“The big joke when we were working on this record was, ‘Oh, this is never coming out,’” muses MIGHTY frontman Angelo Fiaretti. As it turns out, he was right: What you’ll hear on the self-titled debut LP from the Atlanta-based band is definitely not the same album they began working on in 2016 – but MIGHTY isn’t the same band, either. For the better part of a year, the singer had been laboring over a batch of garage-meets-grunge songs with producer Daniel Gleason (of indie rock band Grouplove) – songs they thought were good enough to comprise the follow-up to 2015’s Bye, Have Nice! EP. Instead Fiaretti ended up mining a new emotion, one that served as the impetus for wholesale change and the underpinning of what both the band and album would eventually become. What started as a de facto solo project for Fiaretti in 2012 has now grown to a trio – with bassist Joseph Dempsey and drummer Cameron Latham rounding out the ranks to transform the singer’s musical blueprints into a gripping collection of vulnerable indie-rock.
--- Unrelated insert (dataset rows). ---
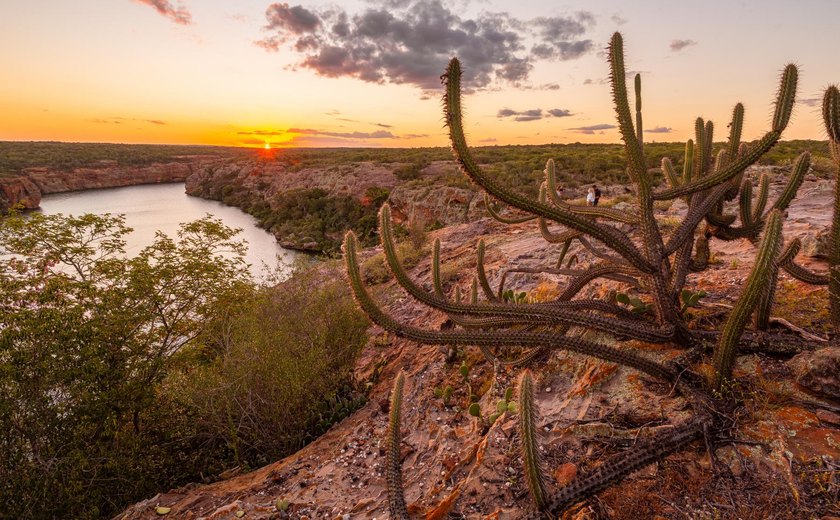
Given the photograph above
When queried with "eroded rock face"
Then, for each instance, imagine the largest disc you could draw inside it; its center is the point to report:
(18, 191)
(817, 244)
(819, 371)
(27, 188)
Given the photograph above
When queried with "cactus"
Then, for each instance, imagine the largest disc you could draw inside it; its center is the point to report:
(654, 262)
(393, 462)
(755, 288)
(530, 449)
(831, 119)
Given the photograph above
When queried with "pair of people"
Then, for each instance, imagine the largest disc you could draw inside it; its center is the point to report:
(593, 196)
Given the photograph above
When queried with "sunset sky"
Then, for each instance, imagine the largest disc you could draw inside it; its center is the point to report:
(365, 73)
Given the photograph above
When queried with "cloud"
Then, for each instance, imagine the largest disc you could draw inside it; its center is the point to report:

The feeling that ultimately led them there? Doubt. Doubt has followed Fiaretti nearly his entire musical life, dating back to his teenage days as a staple in Pittsburgh basements and DIY punk spaces. But instead of pushing those feelings of second-guessing down, he finally let them steer the ship this time around. So the band scrapped an album’s worth of songs and started from scratch, unafraid to let darkness and doubt creep into the subject matter of MIGHTY’s songs – whether relating to the world at large or even themselves. That acceptance ultimately broke through in a big way, resulting in songs like the dreamy, anthemic “Drip Drop” and the visceral energy of “Safe And Sound”: songs that showcase both where the band has been and, more importantly, where they are now. They’re standouts in the most confident, brazenly honest MIGHTY material to date – a testament to what can happen when you embrace uncertainty, as unnerving as it can be.
“The whole record is a bit like, ‘Fuck, am I doing this right?’” Fiaretti says. “‘Undertones’ was the song that changed everything. There’s a sense of disappointment there in something or someone you believed in. Having your perception of someone shattered so much ended up moving the record to something where I could talk more openly about the darker aspects of my life.”
Welcoming that darkness helped elevate the songs that originally made up MIGHTY from good enough to exactly the record the band needed to write. It’s an album that closely examines our flaws as humans, throwing an arm around the ugly parts of both ourselves and others. Most importantly, it uses any sense of doubt Fiaretti felt as a catalyst, lighting a fire for raw emotion that gives MIGHTY an undeniable edge among its most memorable alternative rock moments. As individuals and a collective work, the songs are intimately personal yet ultimately universal – all at once a lifeline for those who need a helping hand and a cathartic look back into the singer’s past.
“On stage, my brain takes me back to where I was when I wrote the songs,” Fiaretti says. “It’s really hard to deal with, but it feels really good. I wouldn’t do this if there weren’t some sense of a communal experience and connection with the audience. It’s like therapy.”